14. The quantization-based system according to claim 13, wherein the outlier threshold is dynamically determined on the basis of the data points in the corresponding channel.

15. The quantization-based system according to claim 14, wherein the outlier threshold is determined on the basis of an interquartile range of the data points in the corresponding channel.

16. The quantization-based system according to claim 14, wherein the outlier threshold is determined on the basis of an average of absolute values of the data points in the corresponding channel.

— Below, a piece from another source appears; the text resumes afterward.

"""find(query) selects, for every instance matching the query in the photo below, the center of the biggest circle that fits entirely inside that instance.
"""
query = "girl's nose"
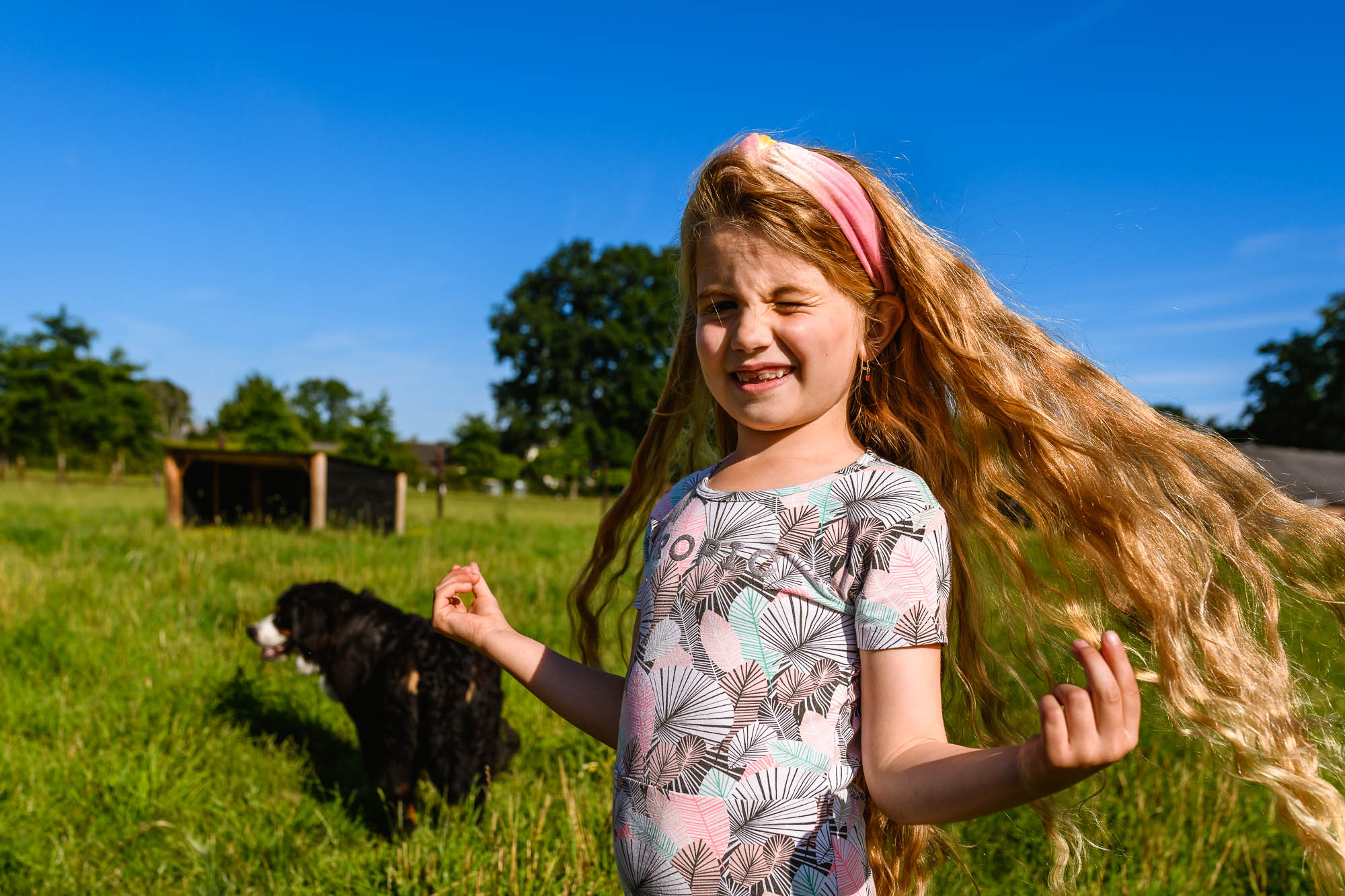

17. The quantization-based system according to claim 11, wherein the channel-wise scaling vector is constructed on basis of the indices of the identified outlier channels by:

setting a value of an entry of the channel-wise scaling vector equal to one if an index of the entry corresponds to a position number of an outlier channel; and

setting a value of an entry of the channel-wise scaling vector equal to a scaling factor if an index of the entry does not correspond to a position number of an outlier channel.

18. The quantization-based system according to claim 11, wherein the scaling factor is computed on the basis of a maximum element of the input matrix and a maximum element of the weight matrix.

19. The quantization-based system according to claim 11, wherein the plurality of channels respectively correspond to a plurality of formats for expressing semantic information defined under the large language model.

20. The quantization-based system according to claim 19, wherein the large language model is fine-tuned for question answering, text summation and/or sentiment analysis.